From what you wrote, you ran over a wheel, not a tire, no? How did they repair your front tires? How did the front bumper get damaged? What’s the cost on these repairs? So many questions.

Repair Shop ? It Sounds Like This Car Is At An Auto Body/Collision Shop And It Sounds Like They May Not Be Competent Mechanics. The Car Should Have Had Body Work Done There And Mechanical Repairs Sublet To A Mechanical Repair/Service Shop.

The best situation usually, when both body work and mechanical damage are invloved, is to take the car to a reputable Toyota dealer that has both facilities on premises. Usually, they know their own models better, have better/quicker access to parts, and Toyota trained technicians.

Have you expressed concerns to your insurance agent concerning the delays and doubts about repairs ? If the insuance company won’t pay to have the car checked over by a “second opinion” shop (Toyota dealer repair/service) when it’s “done” then maybe you should consider paying to have it looked at and pronounced safe and roadworthy.


@littlemouse, Regarding “From what you wrote, you ran over a wheel, not a tire, no?” "I ran over a tire in my 2001 Toyota Prius, rim and all, . . . " Means That The Prius Hit A Tire Mounted On A Rim.

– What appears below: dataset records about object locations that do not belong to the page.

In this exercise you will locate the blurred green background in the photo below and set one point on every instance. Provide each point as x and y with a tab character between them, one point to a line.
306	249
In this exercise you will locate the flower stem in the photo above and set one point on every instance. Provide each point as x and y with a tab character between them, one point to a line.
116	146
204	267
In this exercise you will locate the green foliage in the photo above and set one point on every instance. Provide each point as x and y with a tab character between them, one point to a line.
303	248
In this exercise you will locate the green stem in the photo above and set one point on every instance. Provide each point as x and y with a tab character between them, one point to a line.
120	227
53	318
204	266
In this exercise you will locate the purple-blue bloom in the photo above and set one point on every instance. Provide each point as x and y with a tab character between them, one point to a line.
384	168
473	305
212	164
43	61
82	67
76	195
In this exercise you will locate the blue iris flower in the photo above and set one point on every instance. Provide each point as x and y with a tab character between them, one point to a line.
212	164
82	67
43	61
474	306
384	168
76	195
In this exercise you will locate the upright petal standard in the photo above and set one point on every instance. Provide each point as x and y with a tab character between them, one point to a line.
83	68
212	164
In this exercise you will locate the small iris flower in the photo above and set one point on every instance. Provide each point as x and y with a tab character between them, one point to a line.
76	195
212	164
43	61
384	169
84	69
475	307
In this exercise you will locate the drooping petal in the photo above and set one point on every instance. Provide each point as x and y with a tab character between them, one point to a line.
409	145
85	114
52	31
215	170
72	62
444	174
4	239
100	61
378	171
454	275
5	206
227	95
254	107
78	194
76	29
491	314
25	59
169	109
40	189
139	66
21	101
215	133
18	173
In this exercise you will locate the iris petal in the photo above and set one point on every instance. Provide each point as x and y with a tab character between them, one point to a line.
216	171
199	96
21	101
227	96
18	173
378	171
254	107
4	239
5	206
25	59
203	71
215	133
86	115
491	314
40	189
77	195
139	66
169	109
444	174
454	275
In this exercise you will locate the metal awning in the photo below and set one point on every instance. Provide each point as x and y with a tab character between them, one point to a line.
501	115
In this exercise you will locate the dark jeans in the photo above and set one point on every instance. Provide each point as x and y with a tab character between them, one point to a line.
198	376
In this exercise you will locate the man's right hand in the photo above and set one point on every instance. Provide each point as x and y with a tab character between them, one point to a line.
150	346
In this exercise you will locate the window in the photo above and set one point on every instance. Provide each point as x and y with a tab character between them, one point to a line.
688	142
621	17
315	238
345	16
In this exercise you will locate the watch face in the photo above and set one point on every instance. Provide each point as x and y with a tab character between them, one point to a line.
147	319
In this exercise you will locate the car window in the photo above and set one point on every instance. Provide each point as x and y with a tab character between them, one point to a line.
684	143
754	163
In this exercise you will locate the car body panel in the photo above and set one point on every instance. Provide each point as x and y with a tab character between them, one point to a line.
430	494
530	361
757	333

So if the car is repaired, what’s the dilemma? Do you suspect the repair work is substandard? Or was she driving when the accident occurred, so now she’s kind of shell shocked and afraid to drive it?

@CSA: “it’s been in the dealer’s repair shop for almost a month.”

Oh, wait, you mean it sounds like the dealer contracts out their repair work. Nevermind. They do that? Harumph.

I get the part about the rim, just doesn’t seem like the tire is the important part of the equation.

There are three questions:

  • First is the damage and repair. Can the car be repaired properly at a reasonable cost. My guess is yes, it can and it can be done.

  • Second is do you have the right people doing the work. I am not at all sure you have the right people doing the work. Read the comments others have made above.

  • Third Once the car is properly repaired, you and your wife have a decision to make. Do you want to keep the car or sell the car.

    Selling the car and buying a different used car, is not likely to get you anywhere. A properly repaired car is a far better choice than buying a used car that may have had like damage, but not disclosed. Buying a new car will likely cost you more, but you will have a new car and it sounds like with the use of the car it may be a good business decision. However that is not a car question.

Good Luck

If she is not comfortable then move on.

I am really surprised they did not total out a 2001 Prius with 146k. Those parts are likely recycled.